Amerikancı sermaye iktidarı, saldırılara hız vermek için yerel seçimlerin geçmesini bekliyor. Sabırsızlanan kapitalistler ile yerel seçimlere odaklanan AKP hükümeti arasında sürtüşmelere yolaçan kriz, düzen cephesinin pervasız bir saldırı hazırlandığında olduğunu gösteriyor. Asalak kapitalistler için “kurtarma paketleri” hazırlayan sermaye iktidarı, işçi ve emekçileri ise devlet terörü sopasıyla dizginlemeye hazırlanıyor. Son günlerde kolluk kuvvetlerinin zorbalıkta sınır tanımayan tutumlar sergilemesi, bu uğursuz hazırlığın göstergesidir.

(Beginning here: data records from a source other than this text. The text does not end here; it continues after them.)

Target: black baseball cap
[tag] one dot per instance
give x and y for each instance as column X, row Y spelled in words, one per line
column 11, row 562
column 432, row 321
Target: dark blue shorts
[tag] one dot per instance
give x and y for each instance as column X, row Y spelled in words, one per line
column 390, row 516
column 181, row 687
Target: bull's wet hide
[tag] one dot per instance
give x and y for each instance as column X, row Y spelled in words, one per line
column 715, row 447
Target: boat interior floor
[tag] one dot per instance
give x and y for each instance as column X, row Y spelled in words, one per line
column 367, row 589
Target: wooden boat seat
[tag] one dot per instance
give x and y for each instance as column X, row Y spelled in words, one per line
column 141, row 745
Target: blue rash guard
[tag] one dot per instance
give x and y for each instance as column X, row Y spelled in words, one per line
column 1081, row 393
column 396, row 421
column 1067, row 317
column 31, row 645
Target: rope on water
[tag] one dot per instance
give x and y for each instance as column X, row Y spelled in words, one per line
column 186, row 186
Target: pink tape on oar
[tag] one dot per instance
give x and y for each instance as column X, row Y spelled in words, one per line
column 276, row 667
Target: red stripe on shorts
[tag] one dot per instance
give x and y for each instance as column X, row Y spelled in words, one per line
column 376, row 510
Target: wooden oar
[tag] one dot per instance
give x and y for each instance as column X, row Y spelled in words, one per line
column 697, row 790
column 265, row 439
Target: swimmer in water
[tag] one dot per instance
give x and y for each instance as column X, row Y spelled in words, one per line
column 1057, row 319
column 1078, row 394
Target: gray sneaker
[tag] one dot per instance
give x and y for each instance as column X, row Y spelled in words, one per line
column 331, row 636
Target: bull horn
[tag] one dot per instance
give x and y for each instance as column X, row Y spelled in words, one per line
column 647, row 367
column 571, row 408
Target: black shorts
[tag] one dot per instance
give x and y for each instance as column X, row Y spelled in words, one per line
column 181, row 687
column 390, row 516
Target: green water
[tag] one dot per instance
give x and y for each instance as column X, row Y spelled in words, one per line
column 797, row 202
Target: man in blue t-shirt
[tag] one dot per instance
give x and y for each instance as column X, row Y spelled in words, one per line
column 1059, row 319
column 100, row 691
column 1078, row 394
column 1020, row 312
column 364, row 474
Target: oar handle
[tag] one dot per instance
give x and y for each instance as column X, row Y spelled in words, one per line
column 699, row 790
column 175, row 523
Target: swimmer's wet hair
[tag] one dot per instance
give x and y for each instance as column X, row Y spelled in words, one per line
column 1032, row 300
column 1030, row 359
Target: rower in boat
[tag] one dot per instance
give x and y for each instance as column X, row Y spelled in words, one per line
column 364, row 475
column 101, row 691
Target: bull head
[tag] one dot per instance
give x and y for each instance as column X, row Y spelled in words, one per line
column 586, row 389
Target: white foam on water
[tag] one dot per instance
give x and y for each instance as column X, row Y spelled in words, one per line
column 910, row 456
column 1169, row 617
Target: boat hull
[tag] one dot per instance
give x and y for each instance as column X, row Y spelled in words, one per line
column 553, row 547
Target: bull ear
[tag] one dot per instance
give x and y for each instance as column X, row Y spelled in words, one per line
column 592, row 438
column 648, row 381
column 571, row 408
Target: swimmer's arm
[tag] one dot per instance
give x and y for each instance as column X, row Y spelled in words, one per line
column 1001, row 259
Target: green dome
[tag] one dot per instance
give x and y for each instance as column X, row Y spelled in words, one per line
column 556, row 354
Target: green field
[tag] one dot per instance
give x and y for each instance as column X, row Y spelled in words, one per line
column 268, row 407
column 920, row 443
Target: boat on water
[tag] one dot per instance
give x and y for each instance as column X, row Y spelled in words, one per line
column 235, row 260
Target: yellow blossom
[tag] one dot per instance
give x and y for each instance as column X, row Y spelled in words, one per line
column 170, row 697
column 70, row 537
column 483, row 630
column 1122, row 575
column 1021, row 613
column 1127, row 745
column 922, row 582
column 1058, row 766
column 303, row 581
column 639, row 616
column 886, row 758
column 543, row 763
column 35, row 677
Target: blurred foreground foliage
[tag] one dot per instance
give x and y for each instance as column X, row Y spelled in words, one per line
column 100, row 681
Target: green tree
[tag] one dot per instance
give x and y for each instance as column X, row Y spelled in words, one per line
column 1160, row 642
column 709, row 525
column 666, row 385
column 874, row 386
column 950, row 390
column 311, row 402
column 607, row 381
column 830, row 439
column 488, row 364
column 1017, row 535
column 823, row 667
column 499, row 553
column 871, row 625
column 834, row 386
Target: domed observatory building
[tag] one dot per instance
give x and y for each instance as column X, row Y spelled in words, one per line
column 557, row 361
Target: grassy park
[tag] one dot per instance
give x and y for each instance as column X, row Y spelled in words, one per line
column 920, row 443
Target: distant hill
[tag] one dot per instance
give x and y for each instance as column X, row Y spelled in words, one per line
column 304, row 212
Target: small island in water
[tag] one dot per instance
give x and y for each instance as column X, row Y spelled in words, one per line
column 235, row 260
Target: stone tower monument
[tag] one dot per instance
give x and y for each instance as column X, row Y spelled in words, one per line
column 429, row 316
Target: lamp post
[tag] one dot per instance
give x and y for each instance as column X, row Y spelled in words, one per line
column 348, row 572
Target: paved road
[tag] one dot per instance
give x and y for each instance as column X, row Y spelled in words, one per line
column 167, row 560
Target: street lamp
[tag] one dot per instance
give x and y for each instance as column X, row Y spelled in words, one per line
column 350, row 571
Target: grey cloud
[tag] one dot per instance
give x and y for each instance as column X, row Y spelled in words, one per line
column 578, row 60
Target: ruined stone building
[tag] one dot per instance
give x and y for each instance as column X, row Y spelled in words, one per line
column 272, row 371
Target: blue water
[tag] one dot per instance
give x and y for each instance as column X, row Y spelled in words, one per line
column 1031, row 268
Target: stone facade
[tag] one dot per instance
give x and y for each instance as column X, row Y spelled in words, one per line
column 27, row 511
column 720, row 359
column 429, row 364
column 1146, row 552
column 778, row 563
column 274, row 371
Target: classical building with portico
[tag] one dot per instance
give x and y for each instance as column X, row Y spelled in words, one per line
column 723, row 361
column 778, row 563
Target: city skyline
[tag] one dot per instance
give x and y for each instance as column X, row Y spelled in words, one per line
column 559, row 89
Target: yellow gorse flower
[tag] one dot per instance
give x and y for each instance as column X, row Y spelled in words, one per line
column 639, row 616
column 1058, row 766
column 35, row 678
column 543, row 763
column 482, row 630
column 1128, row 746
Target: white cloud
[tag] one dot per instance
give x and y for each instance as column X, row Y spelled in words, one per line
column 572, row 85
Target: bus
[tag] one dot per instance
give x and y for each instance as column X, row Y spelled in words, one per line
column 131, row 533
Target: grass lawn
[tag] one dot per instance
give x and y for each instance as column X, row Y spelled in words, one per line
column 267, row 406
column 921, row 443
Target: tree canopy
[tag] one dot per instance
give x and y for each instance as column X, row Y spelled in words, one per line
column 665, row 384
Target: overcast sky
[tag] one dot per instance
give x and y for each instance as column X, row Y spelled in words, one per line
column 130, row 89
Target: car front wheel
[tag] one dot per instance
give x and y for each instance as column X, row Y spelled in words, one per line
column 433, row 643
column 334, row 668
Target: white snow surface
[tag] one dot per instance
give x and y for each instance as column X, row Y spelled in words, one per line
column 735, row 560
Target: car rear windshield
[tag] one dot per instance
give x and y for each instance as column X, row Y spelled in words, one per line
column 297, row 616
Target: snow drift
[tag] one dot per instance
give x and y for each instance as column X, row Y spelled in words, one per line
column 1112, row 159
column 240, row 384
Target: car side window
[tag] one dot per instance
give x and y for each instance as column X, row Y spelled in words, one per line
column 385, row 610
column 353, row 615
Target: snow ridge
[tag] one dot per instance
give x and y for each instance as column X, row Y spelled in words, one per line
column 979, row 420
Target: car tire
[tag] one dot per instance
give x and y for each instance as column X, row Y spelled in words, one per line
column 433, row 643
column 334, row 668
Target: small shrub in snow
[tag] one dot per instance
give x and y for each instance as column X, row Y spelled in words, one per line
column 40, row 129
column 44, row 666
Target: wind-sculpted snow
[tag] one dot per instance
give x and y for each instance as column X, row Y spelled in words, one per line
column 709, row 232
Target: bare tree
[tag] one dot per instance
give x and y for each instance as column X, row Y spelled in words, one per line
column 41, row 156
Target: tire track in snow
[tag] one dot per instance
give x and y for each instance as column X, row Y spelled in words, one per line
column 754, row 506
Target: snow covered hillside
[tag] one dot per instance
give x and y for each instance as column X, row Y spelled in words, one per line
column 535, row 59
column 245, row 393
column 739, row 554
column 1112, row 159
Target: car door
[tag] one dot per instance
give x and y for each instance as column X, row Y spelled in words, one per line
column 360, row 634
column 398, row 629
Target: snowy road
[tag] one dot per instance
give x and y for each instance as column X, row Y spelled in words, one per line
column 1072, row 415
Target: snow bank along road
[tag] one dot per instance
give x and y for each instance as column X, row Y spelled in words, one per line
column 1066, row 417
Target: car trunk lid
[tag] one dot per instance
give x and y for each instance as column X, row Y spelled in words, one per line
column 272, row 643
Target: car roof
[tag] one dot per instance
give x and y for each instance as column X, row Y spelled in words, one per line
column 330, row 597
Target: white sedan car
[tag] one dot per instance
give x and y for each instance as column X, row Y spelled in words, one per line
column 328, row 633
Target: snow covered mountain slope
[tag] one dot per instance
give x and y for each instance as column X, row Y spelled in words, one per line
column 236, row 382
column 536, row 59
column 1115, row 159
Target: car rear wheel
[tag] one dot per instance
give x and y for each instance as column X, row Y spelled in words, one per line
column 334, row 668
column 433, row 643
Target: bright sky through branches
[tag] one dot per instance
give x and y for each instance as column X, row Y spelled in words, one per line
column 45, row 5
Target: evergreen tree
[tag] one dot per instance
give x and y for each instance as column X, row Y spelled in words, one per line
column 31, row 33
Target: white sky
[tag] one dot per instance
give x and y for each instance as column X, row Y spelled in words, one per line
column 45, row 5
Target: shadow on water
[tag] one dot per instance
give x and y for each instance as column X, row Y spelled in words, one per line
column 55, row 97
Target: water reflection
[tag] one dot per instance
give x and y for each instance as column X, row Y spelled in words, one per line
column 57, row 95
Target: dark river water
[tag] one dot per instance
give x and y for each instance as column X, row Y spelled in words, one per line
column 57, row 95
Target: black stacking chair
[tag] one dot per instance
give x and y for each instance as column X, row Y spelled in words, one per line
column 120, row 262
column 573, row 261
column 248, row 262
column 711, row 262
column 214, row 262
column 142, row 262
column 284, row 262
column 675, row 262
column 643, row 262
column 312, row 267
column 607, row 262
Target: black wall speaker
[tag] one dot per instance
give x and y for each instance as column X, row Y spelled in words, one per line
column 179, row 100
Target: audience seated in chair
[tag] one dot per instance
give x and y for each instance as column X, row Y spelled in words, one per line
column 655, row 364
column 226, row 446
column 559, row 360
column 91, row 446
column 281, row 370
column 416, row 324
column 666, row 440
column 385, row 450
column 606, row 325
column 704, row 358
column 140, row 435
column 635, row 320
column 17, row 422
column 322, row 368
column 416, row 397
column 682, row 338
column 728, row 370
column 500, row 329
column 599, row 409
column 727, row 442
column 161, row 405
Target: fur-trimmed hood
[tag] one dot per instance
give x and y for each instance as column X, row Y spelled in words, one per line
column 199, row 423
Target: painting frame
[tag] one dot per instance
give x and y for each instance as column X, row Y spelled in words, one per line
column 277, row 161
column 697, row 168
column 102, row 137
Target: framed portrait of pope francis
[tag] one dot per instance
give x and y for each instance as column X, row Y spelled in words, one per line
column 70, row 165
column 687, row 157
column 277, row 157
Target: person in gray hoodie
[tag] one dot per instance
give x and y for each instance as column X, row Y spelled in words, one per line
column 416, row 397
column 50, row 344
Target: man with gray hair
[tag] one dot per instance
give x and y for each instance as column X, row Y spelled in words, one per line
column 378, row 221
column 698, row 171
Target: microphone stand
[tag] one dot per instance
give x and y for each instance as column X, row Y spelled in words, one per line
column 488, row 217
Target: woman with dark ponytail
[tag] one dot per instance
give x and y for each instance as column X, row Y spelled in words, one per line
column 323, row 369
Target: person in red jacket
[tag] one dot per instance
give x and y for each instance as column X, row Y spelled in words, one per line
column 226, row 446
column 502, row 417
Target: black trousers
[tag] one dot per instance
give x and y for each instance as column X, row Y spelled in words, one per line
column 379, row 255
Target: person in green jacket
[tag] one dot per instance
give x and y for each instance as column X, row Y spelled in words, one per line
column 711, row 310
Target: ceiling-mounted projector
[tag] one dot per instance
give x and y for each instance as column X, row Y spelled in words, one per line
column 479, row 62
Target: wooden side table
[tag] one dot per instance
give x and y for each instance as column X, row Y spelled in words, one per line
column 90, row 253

Saldırının ilk dalgasına yaygın olmasa da grev, direniş ve işgalle karşılık veren işçi sınıfı, sermaye düzeninin dayattığı işsizlik, sefalet ve onursuzluğa karşı da yeni çıkışlarla yanıt vermeye çalışacaktır. Gündemi işgal eden seçimlerin geride kalması ile işçi sınıfı, en azından ileri bölükleri şahsında krize ve yıkıcı sonuçlarına daha özel bir ilgi göstermeye başlayacaktır.

Kısacası, dünyada olduğu gibi ülkemizde de sınıf çatışmalarının sertleşme eğilimi güçlenmektedir. 

Bu koşullarda gündemimize giren 1 Mayıs’a hazırlık süreci, kapitalizme ve onun küresel krizine karşı mücadeleyi yükseltme eksenli bir çalışmaya konu edilmelidir. Krizin yıkıcı sonuçlarına karşı meşru zeminde gelişen grev, direniş, işgal gibi militan eylemler desteklenmeli, bu tür eylemlere müdahaleye öncelik tanınmalıdır. Sınıfın direnen bölüklerini de hedef alan devlet terörü teşhir edilmeli, işçi sınıfı, krizin yıkıcı etkilerinin dolaysız sonucu olan bu zorbalığa karşı da direnişe çağrılmalıdır. 

Krizin faturasını kapitalistlere ödetmek, acil demokratik talepler uğruna mücadeleyi anti-kapitalist/anti-emperyalist mücadele ile birleştirmek… Kızıl 1 Mayıs sürecine hazırlığın temel ekseni bu olmalıdır. Bu ise 1 Mayıs’a hazırlık sürecinin, sınıf eksenli yoğunlaşmış bir çalışma olarak planlanmak zorunluluğu anlamına gelir.

Komünistler, bahar sürecinin birikim, deneyim ve enerjisini bu yönde seferber ederek sürece çok yönlü olarak yüklenmelidirler!